Nate Hood's Quarantine Qapsule #46 The Champ [1931] ★★★★½

Child actors in the early days of Hollywood weren’t really expected to act the same way adults did. They were coached to act like adults, adopting their vocal cadences and physical mannerisms while delivering their lines at the top of their voices like they were yelling into a WWII walkie-talkie. Even in the days before naturalistic acting when performances were deliberately mannered and stagy, child acting frequently felt like broad pantomime.

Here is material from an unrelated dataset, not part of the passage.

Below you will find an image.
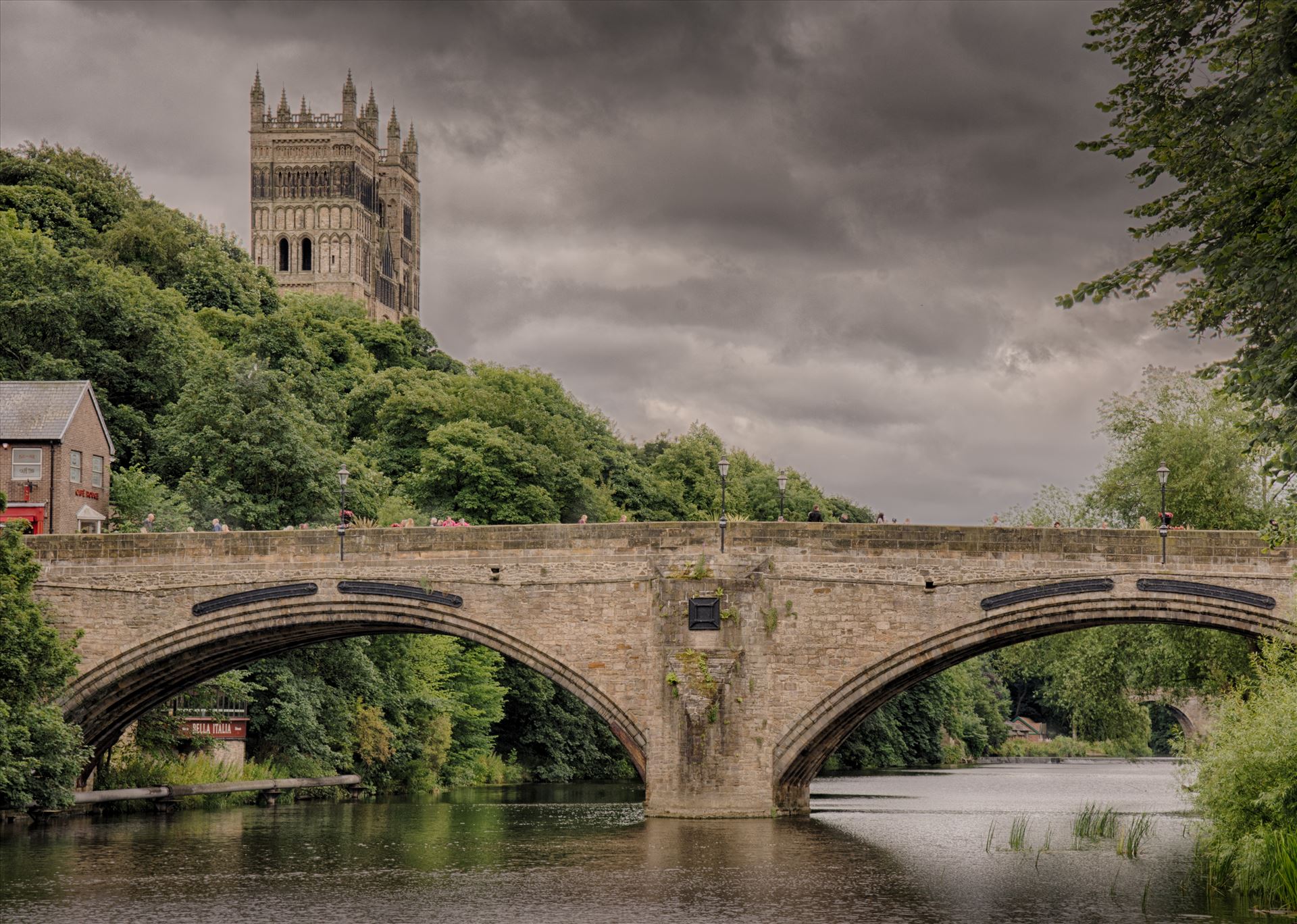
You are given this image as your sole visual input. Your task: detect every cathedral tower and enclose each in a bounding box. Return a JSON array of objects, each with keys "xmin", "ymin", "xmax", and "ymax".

And for most of King Vidor’s The Champ, child actor Jackie Cooper gives a typical child performance for his era. He plays “Dink,” the eight-year-old son of Andy “Champ” Purcell (Wallace Beery), a former world heavyweight champion boxer who crawled into a bottle after losing a championship bout and never came back up again for air. When Dink isn’t stomping around like a hood three times his size, he’s flicking his emotions on and off like a light switch, all sudden weepy hysterics that appear and vanish in a moment. But there’s one scene where Cooper’s pretense of adulthood vanishes. While visiting his birth mother’s palatial mansion, he loiters around a candy bowl, greedily grabbing all he can stuff into his pockets before jumping over a nearby handrail and pulling himself onto the roof. It’s a magnificent little scene where we see a child actor being an actual child on camera.

This moment is only one of the many small miracles in The Champ, a masculine weepy masquerading as a sports flick. Written by Frances Marion (for which she snagged her second Academy Award), the film is pure machismo melodrama, a devastating portrait of sacrificial fatherhood. Beery gives a career-best performance as Champ, a hurricane of a man whose gruff demeanor masks a sentimental devotion to his son for which he’d happily humiliate himself—just as long as he isn’t too busy destroying himself with booze and gambling.

Cooper too is a portrait of wide-eyed familial devotion. (Another of the film’s small miracles: an early scene where the two share a hotel bed and Dink curls up next to Champ after he hogs all the covers in his sleep.) Vidor, with his enthusiastic belief in family and mankind’s better nature, was the perfect choice for director as he never rolls his eyes at his material; what could’ve come across as schmaltz hums with the belief that what we’re seeing is somehow sacred and true.